Here is the output I expect.

 trans1_char[counter] is R
 trans1_char_table[counter] is XXXX
 passing through second while loop
 trans1_char[counter] is R
 trans1_char_table[counter] is DISNEY
 passing through second while loop

This is because fgets effective consumes the newline for you and fscanf doesn't

I assume your file is

R XXXX
R DISNEY

Remember at the end of each line is a newline character so the file can be presented by the character stream

R XXXX\nR DISNEY\n

This is an important point, a newline character starting a new line is just a visual clue for the dumb humans using the computer, to the program itself it is just another character value (or 2) in the file stream that in some circumstances it puts a little bit of special meaning into (like fgets) but it really isn't that remarkable.

With fscanf you read a character then a white space delimited string so

First loop read R, XXXX (skip the space)
File stream contains \nR DISNEY\n
Second loop read \n (it is a character), R (it is a string)
File stream contains DISNEY\n
Third loop read ' ' (it is a character), DISNEY

When you use the fgets to read followed by sscanf you read line by line, the new line gets parsed by the sscanf because it is always just white space at the end of the current line.

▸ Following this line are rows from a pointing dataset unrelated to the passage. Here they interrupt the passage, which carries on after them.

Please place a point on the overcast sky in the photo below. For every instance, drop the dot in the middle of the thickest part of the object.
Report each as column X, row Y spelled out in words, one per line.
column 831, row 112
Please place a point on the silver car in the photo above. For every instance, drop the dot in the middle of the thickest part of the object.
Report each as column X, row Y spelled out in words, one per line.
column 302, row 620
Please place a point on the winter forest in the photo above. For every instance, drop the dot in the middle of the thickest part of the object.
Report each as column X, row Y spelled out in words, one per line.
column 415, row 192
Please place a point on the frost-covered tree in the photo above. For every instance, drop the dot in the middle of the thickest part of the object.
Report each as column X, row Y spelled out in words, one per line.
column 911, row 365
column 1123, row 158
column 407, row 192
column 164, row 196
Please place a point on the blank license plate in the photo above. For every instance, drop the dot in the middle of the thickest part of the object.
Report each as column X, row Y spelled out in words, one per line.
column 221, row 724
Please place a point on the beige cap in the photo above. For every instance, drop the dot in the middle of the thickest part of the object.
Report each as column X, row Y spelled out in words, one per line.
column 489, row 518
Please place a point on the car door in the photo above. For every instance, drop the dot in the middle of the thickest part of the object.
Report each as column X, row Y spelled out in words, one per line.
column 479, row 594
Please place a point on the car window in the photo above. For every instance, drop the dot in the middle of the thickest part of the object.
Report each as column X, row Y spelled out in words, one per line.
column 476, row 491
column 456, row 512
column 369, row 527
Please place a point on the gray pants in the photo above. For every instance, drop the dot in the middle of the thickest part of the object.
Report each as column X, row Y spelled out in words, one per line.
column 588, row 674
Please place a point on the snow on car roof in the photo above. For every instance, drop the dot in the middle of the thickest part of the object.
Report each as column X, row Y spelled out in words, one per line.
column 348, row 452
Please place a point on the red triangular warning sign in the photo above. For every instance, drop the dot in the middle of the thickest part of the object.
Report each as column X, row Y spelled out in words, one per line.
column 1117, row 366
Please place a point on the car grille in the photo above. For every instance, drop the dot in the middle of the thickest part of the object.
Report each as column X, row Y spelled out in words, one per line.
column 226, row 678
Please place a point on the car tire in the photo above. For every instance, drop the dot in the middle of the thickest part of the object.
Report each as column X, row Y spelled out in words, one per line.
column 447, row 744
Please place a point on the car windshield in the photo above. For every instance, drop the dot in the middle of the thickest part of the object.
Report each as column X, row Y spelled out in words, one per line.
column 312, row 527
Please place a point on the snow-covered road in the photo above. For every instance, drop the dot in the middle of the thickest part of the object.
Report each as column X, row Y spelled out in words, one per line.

First loop parse R XXXX\n to R and XXXX ignore \n
Second loop parse R DISNEY\n to R and DISNEY ignore \n

Using fgets provides 2 advantages

  1. More control, you know you have exactly 1 line the are no extra characters interfering with your parsing of the data
  2. You limit the amount of data read to your buffer size so there is no chance of an out of bounds array access

More control, you know you have exactly 1 line the are no extra characters interfering with your parsing of the data

With the caveat that your second advantage interferes with the first.

You limit the amount of data read to your buffer size so there is no chance of an out of bounds array access

If the line is longer than the buffer size, multiple calls to fgets are required to get all of it. Ignoring stream errors, fgets will read up to the buffer size (the second argument) or a newline is extracted, or end-of-file. Robust code would account for all of those possibilities:

char *line = NULL;
char buf[BUFSIZ];

while (fgets(buf, sizeof buf, in) != NULL)
{
    size_t end = append_str(&line, buf);

    // Did we read a full line?
    if (line[end] == '\n' || feof(in))
    {
        break;
    }
}

if (line == NULL)
{
    // Handle no input
}

What happens in this case? It was able to deal with the /n.

    while (fscanf(init_dat_fp, "%s %d",  nam, &val) !=EOF)
    {
        //sscanf(line1, "%s %s %x", label, mneumonic ,&start_address);
        init_name_table[counter] = malloc(strlen(nam)+1);
        strcpy(init_name_table[counter], nam);
        init_value_table[counter] = val;
        strcpy(table[counter].id, nam);
        table[counter].value = val;
        printf(" init_name_table[counter] is %s \n", init_name_table[counter]);
        printf(" init_value_table[counter] is %d \n", init_value_table[counter]);
        counter++;
        memset(nam, 0, 80);
        val = 0;
        table_size = counter;  
    }

The problem stems from the %c format specifier which reads a character and since newline is a character it can be read by %c. All other format specifiers, %s, %d etc use white space as field delimiters and so the white space, including newlines is automatically consumed.

What happens is on the first read the newline after the number read by %d is left in the input string but is then skipped in the second read to find the first non-white space character for the %s

First loop read R, XXXX
File stream contains \nR DISNEY\n
Second loop skip \n (it is white space), read R DISNEY

Although of course now you are reading a number so the input data must have changed but you get the idea.